Ayant dû avoir recours à la procréation assistée pour tous mes enfants, j’ai eu un suivi plus rigoureux que la majorité des mamans, surtout en début de grossesse. À quelques semaines de gestation, j’ai donc eu droit à une échographie qui a permis au médecin de déterminer que j’avais deux sacs amniotiques et deux foetus. Wow, des jumeaux. On ne pouvait pas dire qu’on ne s’y attendait pas du tout, on m’avait quand même placé deux embryons dans la bedaine (dans le temps, ils faisaient ça pour augmenter les chances de grossesse, mais c’est évident que ça augmentait aussi les chances de grossesses multiples). Des jumeaux !!! Entre l’excitation d’être enfin enceinte et la crainte de la charge supplémentaire de porter non pas un, mais deux enfants, il y avait également la confiance que tout allait bien aller, qu’on était fait forts, qu’on était une équipe à l’épreuve de tout, qu’on pourrait surmonter tous les obstacles.

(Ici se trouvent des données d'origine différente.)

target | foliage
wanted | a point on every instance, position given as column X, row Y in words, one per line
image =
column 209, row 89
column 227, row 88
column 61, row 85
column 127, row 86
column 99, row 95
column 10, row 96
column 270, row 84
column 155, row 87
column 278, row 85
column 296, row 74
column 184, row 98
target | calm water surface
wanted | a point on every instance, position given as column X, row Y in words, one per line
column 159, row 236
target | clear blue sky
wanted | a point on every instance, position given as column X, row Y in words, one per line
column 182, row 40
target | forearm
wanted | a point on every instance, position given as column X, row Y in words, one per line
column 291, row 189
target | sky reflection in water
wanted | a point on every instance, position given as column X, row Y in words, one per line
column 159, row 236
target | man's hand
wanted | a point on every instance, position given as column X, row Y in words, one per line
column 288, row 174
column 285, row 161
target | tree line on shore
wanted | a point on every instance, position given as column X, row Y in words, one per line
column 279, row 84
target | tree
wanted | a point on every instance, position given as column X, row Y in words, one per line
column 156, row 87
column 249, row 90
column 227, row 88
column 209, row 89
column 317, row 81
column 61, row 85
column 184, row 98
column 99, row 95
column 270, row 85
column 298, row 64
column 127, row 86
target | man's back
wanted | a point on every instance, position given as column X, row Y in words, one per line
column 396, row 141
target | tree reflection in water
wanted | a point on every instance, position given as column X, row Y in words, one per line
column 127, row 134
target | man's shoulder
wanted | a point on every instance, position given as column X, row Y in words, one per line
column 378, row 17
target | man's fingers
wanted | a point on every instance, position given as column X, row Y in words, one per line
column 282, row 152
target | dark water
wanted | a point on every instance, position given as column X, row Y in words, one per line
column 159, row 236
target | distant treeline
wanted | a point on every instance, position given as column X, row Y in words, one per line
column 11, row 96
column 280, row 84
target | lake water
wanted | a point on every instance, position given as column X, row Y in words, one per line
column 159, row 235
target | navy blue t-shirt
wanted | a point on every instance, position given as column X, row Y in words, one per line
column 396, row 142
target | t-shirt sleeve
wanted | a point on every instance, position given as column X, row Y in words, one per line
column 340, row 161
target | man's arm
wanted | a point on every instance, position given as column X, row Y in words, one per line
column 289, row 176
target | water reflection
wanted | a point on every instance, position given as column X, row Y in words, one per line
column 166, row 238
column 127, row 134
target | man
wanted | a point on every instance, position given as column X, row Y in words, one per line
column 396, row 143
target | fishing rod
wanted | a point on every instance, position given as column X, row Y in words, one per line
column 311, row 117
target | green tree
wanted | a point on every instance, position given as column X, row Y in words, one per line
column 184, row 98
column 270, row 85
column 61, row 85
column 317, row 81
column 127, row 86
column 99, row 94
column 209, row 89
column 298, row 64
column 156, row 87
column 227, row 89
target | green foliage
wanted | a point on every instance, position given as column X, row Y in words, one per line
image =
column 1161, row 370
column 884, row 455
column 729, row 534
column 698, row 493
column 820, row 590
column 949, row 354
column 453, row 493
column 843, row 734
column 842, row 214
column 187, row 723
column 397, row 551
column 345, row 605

À notre échographie de 12 semaines, on arrive à la clinique, confiants et curieux de voir nos 2 amours. On attend dans la salle d’attente pendant que je flatte mon ventre qui n’a pas encore montré le moindre signe qu’il porte en lui la vie et notre prochain défi. On attend et commence à trouver le temps long. On regarde la télévision de la salle d’attente qui nous montre le cycle de reproduction de différents animaux. On trouve ça assez étrange pour la salle d’attente d’une clinique de fertilité, quoique, avouons-le, assez concept. Quand la porte s'ouvre et qu’on croit que c’est notre tour, un couple en sort. La femme pleure à chaudes larmes et l’homme a les yeux rouges, mais tient fermement les épaules de sa conjointe qui semble prête à s’effondrer. C’est difficile à ce moment de ne pas imaginer tous les scénarios de catastrophe pour ce couple et de ne pas imaginer les pires pour nous aussi.

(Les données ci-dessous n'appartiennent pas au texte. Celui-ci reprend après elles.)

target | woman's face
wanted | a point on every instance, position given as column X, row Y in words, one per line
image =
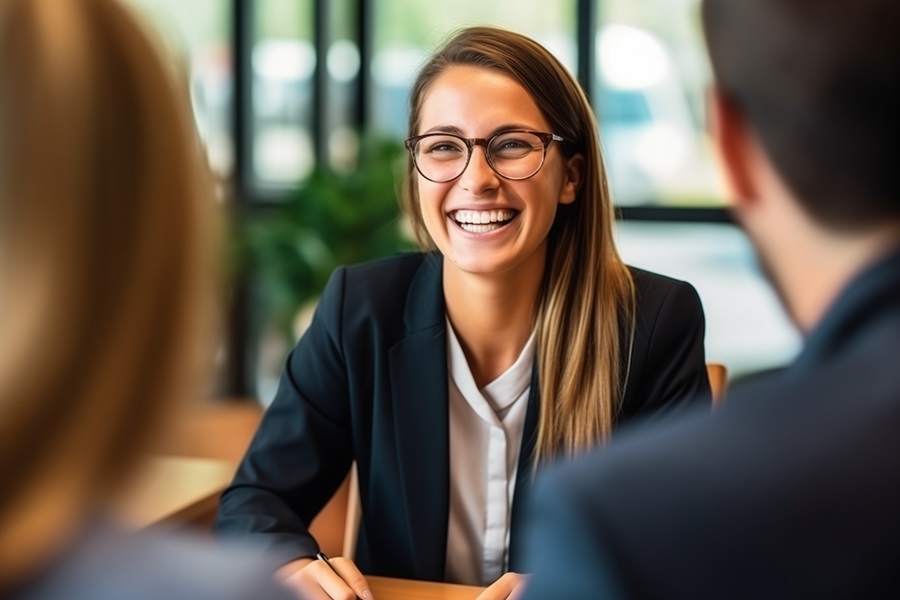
column 481, row 222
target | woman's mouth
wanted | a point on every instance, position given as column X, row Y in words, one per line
column 483, row 221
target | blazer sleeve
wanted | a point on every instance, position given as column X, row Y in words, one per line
column 667, row 373
column 302, row 449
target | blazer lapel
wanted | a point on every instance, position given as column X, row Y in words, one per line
column 524, row 474
column 418, row 366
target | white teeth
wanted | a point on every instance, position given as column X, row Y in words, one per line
column 483, row 216
column 480, row 228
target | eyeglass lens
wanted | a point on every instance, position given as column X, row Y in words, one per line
column 513, row 155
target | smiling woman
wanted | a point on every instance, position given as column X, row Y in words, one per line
column 516, row 337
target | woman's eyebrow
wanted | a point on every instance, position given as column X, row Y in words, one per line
column 451, row 129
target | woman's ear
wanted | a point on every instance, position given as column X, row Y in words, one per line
column 574, row 175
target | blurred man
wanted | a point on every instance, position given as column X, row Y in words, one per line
column 792, row 488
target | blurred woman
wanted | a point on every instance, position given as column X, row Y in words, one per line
column 105, row 281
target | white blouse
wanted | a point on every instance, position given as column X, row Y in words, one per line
column 485, row 437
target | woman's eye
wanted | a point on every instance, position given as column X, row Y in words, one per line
column 444, row 147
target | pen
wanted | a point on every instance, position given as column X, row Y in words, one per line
column 321, row 556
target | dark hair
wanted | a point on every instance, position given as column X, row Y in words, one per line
column 819, row 83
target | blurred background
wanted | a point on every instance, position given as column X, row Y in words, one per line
column 302, row 106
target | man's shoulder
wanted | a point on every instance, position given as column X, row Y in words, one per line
column 110, row 565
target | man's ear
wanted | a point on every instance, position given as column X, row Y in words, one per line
column 734, row 144
column 574, row 176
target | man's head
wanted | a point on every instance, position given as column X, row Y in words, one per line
column 818, row 84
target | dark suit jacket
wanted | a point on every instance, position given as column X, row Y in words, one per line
column 789, row 490
column 368, row 382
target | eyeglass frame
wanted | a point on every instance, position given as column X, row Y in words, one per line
column 545, row 137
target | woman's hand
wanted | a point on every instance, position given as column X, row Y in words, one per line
column 315, row 580
column 509, row 587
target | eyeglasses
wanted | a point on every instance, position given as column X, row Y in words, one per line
column 516, row 155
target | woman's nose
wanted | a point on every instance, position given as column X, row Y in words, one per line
column 478, row 176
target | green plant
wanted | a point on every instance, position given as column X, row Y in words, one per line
column 335, row 218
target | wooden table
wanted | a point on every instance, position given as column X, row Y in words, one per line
column 388, row 588
column 174, row 490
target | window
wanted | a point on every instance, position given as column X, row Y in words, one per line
column 321, row 71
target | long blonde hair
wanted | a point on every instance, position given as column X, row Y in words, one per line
column 585, row 317
column 104, row 249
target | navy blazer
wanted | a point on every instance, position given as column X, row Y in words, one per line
column 789, row 490
column 368, row 382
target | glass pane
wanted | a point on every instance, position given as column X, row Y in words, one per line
column 746, row 326
column 283, row 63
column 407, row 31
column 199, row 34
column 651, row 73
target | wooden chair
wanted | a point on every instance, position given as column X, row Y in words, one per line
column 222, row 429
column 718, row 381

Le couple est sur le point de quitter quand notre tour arrive. La technicienne nous rencontre et nous fait un léger sourire. Elle sait bien qu’on a hâte et qu’on est excités de voir nos futurs bébés en progression, mais on est finalement un peu plus insécures après la sortie du couple juste avant nous. Elle met le gel sur mon ventre, passe l’appareil près de mon nombril…un bébé. Elle passe vers mon côté droit, sur mon côté gauche, en haut… elle passe partout. Il n’y a qu’un bébé. Il est bien là, bien formé, avec tous ses membres et un petit cœur qui bat à toute allure, mais il est seul. Partagée entre la joie d’avoir ce qui semble être une petite fille en pleine santé et le deuil d’avoir perdu le deuxième qui y était il y a à peine quelques semaines, je reste plutôt neutre. Je prends plusieurs inspirations, regarde mon chum et lui dit en souriant, «Au moins il en reste un ? Ce sera probablement beaucoup plus facile que d’avoir des jumeaux». La technicienne expire et réplique «Fiou, je suis contente que vous le preniez aussi bien, j’aurais mal pris d’être obligée de donner deux mauvaises nouvelles de suite.»

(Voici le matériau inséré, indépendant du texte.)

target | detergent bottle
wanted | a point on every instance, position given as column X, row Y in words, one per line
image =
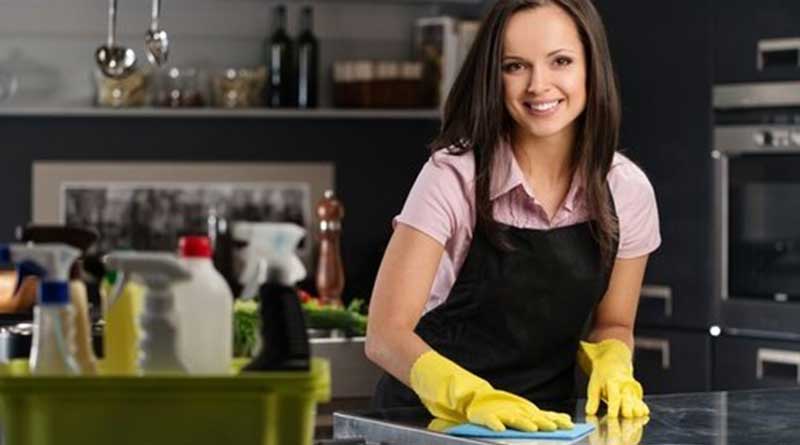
column 158, row 272
column 121, row 333
column 205, row 311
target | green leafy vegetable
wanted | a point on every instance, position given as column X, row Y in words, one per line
column 245, row 327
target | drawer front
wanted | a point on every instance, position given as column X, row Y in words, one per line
column 667, row 306
column 747, row 363
column 670, row 361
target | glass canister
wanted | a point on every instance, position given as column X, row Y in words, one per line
column 182, row 87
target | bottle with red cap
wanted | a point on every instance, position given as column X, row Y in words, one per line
column 205, row 311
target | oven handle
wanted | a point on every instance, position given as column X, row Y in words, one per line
column 660, row 292
column 654, row 344
column 777, row 356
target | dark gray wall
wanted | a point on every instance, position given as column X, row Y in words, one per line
column 663, row 56
column 376, row 162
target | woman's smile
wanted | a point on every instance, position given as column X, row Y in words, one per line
column 542, row 108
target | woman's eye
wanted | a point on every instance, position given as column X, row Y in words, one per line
column 563, row 61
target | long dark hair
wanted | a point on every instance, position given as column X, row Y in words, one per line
column 475, row 118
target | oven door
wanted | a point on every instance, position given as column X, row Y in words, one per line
column 757, row 245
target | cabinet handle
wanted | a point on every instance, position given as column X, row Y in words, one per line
column 660, row 292
column 654, row 344
column 777, row 356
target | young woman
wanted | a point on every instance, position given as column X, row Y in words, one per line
column 524, row 227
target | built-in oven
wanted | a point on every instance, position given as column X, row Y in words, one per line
column 756, row 154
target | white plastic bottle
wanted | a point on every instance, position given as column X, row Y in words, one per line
column 205, row 311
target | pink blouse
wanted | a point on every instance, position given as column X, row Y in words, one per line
column 441, row 204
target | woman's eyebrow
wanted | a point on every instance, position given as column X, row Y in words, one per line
column 550, row 54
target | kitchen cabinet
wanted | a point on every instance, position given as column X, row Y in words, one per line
column 671, row 360
column 744, row 362
column 735, row 48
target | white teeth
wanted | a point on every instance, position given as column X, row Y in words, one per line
column 545, row 106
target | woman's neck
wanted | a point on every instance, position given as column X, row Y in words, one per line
column 545, row 162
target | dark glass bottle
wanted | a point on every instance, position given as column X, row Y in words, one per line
column 307, row 60
column 279, row 63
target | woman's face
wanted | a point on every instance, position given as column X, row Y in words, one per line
column 544, row 72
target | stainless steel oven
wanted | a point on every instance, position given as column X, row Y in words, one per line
column 756, row 154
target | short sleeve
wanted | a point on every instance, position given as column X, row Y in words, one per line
column 637, row 210
column 437, row 203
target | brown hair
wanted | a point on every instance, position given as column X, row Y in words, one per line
column 475, row 118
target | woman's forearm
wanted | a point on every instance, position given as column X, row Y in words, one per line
column 396, row 351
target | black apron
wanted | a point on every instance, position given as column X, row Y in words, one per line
column 515, row 318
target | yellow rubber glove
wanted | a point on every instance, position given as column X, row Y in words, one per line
column 452, row 393
column 610, row 369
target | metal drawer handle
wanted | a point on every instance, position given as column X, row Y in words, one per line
column 660, row 292
column 654, row 344
column 777, row 356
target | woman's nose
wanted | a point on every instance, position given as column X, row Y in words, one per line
column 539, row 81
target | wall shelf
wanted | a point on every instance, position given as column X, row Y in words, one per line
column 221, row 113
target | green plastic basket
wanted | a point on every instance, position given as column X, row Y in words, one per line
column 269, row 408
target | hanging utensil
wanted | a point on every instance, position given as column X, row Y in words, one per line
column 156, row 41
column 114, row 61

Somme toutes, je suis sortie de mon rendez-vous heureuse et confiante en notre futur. J’ai tout de même eu une petite pensée pour le couple avant nous qui n’avait pas eu cette chance. J’espère sincèrement que depuis le temps, ils ont récupéré le sourire et leur souhaite même le plus beau bébé du monde. Je leur garde un merci secret pour m’avoir permis cette journée-là de réaliser toute l’ampleur de la phrase «Un, c’est mieux que rien».